Monja shook her head. “The spell only shows me the person I’m looking for, not her location on a map.”

“Can you move the image out through the window? Just looking around a room doesn’t tell me enough.”

“The vision centers on the changeling. If she moves, I can follow her. Otherwise … perhaps we can try again in the morning.”

“No need,” Halpum said. “I recognize that place. Spurbin—one of my best hunters spent a long week there once.”

All eyes locked on the lathon.

“It’s the infirmary of a Karrnathi outpost far to the north of here on the border between our land and that of King Kaius. We were hunting a swordtooth titan, a big lizard, tall as a dozen halflings put together. They rarely wander so far from the central lands, but this one was hungry and mad with pain. It lost one of its spindly upper arms in a fight, along with a double armload of its yard-long teeth.

“Even wounded, the beast was dangerous, maybe worse than ever. It rampaged through one of our hunting camps, killing a dozen good halflings before we ran it off. We tracked it from there, following it north.”

“Like following a herd of cattle, right?” Burch said. “The tail alone on a thing like that’s wider than a wagon.”

Halpum nodded. “Crazed as it was, it ran fast and hard but wandered all over the place as it went. We kept a good distance from it, wary of it scenting us and turning to attack. I figured it would run itself out soon enough, then we could put it down. A kill like that is worth a little risk.

“Instead, the dumb beast ran right at that Karrnathi fort. Fort Bones, they call it. Stuck inside those wooden walls, the soldiers had nowhere to run, and it tore through their defenses like they were kindling.

“Of course, it didn’t help that most of the soldiers there aren’t more than bones either, tools some necromancer raised from peaceful graves to serve in the Karrnathi army until the moons all fall from the sky.”

“We met some of their friends in Mardakine the night Esprë was kidnapped,” Kandler said.

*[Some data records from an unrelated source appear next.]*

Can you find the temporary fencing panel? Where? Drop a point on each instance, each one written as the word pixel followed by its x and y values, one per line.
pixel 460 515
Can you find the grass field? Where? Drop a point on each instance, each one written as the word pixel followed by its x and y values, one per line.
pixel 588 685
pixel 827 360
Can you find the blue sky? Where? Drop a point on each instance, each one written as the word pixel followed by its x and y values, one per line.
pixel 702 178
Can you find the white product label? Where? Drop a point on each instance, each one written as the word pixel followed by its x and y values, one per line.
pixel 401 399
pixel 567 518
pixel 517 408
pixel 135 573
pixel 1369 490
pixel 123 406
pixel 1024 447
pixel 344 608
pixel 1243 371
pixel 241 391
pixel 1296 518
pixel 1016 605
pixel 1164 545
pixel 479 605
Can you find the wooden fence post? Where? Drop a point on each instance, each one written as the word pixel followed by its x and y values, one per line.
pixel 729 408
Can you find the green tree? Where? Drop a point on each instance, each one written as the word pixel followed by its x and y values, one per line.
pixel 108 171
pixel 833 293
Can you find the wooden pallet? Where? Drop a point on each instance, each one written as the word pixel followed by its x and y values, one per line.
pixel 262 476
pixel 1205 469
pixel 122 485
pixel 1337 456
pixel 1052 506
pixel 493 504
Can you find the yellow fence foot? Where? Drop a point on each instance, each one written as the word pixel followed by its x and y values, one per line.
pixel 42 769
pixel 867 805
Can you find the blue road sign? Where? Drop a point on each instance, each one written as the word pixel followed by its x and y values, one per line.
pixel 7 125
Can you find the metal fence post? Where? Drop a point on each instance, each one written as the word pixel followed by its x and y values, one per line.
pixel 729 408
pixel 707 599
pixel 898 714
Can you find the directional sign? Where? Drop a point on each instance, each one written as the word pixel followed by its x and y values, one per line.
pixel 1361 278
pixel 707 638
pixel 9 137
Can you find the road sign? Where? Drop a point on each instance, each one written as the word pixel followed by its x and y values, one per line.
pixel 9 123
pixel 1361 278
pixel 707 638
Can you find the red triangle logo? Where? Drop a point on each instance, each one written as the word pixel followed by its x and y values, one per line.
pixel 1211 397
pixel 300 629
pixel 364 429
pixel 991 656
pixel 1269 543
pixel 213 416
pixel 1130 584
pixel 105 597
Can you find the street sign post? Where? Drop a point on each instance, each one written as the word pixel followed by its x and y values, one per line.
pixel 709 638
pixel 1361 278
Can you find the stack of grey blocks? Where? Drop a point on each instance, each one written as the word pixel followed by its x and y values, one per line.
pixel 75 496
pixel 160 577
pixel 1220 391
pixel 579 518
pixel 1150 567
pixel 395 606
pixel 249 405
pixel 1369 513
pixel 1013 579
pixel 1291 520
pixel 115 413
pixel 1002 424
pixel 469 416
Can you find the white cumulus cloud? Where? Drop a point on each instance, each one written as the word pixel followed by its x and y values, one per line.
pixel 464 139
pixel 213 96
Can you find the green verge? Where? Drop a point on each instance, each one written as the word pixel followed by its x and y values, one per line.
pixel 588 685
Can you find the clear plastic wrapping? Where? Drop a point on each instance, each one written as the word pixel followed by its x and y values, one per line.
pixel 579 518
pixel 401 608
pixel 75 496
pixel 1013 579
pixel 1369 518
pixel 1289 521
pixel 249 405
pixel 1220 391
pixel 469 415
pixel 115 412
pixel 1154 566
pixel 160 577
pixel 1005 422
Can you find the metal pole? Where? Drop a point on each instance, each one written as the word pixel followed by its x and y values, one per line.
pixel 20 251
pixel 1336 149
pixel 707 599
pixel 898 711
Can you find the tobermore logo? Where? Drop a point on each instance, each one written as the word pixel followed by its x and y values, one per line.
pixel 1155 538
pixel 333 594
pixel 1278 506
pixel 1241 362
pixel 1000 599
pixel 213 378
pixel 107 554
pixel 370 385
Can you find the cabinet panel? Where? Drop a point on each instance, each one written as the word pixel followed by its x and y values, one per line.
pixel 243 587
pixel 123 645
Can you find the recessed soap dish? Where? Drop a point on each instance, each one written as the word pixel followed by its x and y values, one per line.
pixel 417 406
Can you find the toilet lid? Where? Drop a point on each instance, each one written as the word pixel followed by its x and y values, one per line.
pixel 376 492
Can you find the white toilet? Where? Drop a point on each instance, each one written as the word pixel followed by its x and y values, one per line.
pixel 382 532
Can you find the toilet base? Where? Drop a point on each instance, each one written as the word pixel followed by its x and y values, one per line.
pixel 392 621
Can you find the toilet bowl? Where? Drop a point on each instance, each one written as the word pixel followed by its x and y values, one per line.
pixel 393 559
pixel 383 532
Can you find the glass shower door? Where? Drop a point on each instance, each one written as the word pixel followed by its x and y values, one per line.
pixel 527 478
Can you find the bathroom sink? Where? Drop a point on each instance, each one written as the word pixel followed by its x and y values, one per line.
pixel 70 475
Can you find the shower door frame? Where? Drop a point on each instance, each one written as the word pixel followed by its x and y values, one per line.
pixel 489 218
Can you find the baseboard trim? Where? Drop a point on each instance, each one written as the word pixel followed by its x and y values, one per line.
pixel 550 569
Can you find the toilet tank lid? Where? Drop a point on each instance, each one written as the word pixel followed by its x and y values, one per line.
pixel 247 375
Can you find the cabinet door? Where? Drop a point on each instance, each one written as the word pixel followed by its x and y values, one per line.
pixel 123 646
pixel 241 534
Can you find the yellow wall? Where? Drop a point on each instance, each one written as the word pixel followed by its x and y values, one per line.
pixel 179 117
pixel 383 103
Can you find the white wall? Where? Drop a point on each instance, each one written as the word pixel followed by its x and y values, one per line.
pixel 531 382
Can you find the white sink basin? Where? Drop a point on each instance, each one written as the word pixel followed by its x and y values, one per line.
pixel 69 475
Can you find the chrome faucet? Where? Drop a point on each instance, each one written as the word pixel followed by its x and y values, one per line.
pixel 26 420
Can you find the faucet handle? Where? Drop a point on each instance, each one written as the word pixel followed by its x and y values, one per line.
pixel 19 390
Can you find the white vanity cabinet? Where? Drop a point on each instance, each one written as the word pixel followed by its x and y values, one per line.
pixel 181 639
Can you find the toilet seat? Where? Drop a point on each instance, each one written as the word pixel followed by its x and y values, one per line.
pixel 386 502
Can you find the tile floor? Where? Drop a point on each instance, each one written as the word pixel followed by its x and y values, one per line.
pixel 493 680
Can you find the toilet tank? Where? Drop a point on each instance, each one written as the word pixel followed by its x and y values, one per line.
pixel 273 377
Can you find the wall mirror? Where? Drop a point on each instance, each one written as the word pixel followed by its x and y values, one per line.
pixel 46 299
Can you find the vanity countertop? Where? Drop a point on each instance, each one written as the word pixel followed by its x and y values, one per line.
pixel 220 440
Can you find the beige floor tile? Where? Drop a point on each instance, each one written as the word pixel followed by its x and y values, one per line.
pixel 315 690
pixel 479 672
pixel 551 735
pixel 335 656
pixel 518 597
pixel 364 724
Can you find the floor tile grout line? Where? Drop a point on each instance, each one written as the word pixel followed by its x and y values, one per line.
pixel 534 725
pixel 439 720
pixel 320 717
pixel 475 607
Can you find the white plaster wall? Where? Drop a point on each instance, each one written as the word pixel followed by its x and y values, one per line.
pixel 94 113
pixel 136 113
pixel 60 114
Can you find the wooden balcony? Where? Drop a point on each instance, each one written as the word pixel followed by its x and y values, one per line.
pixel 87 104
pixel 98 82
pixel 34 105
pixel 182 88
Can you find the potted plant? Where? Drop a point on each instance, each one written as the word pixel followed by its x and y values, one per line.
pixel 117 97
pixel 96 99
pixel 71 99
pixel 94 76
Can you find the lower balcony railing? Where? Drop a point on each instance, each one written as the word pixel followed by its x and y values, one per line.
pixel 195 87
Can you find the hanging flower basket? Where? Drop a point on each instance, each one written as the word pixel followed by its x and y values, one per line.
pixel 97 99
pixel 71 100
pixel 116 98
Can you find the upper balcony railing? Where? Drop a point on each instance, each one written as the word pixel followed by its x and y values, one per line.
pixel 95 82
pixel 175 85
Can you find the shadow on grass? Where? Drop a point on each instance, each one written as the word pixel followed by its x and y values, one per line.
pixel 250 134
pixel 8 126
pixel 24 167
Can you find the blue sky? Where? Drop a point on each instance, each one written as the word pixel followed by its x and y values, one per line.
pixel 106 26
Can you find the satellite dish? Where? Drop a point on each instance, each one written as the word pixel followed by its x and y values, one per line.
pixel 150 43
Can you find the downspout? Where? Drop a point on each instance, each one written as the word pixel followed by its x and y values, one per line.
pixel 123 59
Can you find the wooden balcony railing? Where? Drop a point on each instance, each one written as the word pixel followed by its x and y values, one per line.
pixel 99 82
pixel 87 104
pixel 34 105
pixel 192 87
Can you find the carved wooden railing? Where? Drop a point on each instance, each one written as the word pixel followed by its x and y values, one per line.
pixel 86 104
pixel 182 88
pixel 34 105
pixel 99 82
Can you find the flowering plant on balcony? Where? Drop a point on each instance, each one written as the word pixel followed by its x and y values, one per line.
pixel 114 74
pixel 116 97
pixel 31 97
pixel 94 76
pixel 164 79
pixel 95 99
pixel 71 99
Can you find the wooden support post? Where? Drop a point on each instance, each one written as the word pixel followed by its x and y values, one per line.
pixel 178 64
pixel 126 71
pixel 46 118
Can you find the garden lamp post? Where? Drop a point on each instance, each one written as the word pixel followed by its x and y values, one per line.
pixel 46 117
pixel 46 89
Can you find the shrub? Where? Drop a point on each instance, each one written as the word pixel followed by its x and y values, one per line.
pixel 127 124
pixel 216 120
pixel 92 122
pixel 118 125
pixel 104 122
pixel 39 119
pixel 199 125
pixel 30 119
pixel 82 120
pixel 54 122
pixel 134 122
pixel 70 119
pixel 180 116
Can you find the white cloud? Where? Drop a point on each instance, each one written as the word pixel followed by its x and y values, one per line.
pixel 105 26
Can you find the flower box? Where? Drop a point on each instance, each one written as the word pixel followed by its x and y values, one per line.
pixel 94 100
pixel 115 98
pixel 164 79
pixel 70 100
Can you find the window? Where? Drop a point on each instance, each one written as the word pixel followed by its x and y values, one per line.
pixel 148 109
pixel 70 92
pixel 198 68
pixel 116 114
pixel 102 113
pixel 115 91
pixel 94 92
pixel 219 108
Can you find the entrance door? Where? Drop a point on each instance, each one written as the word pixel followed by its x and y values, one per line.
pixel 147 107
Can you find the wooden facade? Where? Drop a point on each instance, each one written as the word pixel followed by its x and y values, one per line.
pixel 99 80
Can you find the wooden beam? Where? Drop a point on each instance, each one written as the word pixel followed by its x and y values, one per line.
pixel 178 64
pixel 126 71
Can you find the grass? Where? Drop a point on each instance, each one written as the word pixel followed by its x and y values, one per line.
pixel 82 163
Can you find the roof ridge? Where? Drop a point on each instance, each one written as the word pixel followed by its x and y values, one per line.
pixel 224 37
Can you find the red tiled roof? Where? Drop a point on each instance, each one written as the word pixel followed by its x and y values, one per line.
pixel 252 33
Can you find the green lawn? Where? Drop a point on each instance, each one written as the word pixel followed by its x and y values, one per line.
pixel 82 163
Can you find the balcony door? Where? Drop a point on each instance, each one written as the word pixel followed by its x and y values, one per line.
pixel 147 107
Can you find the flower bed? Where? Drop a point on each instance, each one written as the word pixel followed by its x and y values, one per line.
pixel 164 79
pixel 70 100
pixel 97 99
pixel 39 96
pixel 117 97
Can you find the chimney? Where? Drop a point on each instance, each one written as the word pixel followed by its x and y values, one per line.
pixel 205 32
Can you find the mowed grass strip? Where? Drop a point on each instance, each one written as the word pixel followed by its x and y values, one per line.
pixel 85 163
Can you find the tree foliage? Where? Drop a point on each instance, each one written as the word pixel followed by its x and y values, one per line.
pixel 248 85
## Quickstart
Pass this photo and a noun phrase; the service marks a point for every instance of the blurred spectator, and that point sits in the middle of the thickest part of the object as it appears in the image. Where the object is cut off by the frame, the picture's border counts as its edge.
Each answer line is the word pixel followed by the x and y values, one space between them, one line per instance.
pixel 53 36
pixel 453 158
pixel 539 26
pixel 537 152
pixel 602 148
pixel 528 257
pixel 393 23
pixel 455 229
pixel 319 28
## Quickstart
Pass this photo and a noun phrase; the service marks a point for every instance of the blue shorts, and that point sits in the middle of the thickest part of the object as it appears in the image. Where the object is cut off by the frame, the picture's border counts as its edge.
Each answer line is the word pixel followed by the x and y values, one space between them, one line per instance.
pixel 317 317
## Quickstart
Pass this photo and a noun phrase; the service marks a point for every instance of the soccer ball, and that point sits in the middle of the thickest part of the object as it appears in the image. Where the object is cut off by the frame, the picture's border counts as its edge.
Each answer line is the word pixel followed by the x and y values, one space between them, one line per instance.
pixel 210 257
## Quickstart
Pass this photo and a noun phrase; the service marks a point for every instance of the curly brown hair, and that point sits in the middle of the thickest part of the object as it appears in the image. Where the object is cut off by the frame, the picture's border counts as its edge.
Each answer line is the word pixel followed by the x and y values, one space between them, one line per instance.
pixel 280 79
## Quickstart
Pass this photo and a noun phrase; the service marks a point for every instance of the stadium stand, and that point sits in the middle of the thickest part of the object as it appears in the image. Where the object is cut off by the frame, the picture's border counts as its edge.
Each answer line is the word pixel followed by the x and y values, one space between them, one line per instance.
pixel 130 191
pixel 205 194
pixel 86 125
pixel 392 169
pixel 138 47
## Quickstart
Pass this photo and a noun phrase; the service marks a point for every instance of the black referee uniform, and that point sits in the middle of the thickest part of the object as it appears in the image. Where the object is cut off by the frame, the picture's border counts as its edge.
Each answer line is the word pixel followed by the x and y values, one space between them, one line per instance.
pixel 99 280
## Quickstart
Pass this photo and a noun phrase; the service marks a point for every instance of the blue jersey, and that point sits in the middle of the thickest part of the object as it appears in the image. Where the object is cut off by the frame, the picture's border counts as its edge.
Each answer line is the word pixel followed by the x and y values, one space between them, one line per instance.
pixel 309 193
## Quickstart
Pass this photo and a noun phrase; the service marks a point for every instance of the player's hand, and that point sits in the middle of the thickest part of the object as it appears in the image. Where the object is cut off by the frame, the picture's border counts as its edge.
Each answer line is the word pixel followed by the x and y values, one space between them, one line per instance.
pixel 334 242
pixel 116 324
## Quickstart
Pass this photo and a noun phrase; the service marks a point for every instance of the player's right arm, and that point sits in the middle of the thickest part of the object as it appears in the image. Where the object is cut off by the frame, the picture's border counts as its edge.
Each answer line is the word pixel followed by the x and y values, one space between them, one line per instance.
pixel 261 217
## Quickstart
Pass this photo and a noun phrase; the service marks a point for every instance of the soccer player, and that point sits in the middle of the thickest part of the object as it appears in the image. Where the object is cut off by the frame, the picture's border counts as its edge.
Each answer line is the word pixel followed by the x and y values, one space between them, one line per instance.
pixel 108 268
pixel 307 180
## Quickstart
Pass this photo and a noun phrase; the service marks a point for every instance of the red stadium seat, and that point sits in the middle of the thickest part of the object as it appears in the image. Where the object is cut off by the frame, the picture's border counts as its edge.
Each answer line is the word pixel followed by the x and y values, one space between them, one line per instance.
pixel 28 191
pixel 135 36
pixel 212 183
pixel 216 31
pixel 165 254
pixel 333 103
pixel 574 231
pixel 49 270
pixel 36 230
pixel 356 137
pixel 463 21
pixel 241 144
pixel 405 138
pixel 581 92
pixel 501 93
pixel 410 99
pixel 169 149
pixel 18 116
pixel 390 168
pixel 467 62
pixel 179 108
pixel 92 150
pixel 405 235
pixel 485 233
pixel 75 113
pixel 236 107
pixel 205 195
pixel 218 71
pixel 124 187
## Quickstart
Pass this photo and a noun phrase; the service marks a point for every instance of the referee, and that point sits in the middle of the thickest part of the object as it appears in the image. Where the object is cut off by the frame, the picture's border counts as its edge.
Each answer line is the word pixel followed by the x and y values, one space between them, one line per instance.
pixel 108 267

“More meat on those bones,” Burch said. “Stinking zombies.”

Halpum shook his head. “Karrnath’s always liked recycling their dead soldiers. You don’t have to feed them, and they always follow orders. They’re dumber than a clawfoot, but you can’t have everything.

“Fort Bones uses only skeletons for its operation. Fort Zombie sits forty leagues to its west, closer to the Mournland. You can guess what kind of guards they have there.”

Sallah nodded. “It seems that our changeling may have friends in Kaius’s court at Korth.”

“I always hated Karrnath.” Kandler fought the urge to spit. As an agent of the Citadel, he’d been to the northern nation many times, and he’d come to dislike its leaders, whom he found as cold and merciless as one of their brutal winters.

“The Karrn aren’t all bad,” Halpum said. “After we helped them bring down that big lizard, they invited us in for a feast. All that lizard meat and only a handful of living Karrn to share it with. We stayed a week, until Spurbin could move again. He nearly lost an arm to the thing. Just lucky it bit him with one of the gaps in its teeth.”

“Fort Bones, you say,” Kandler said. As he spoke, he looked down into the basin. The waters had clouded through again. “How far north is this?”

“About seventy leagues,” Halpum said. “You can leave at first light.”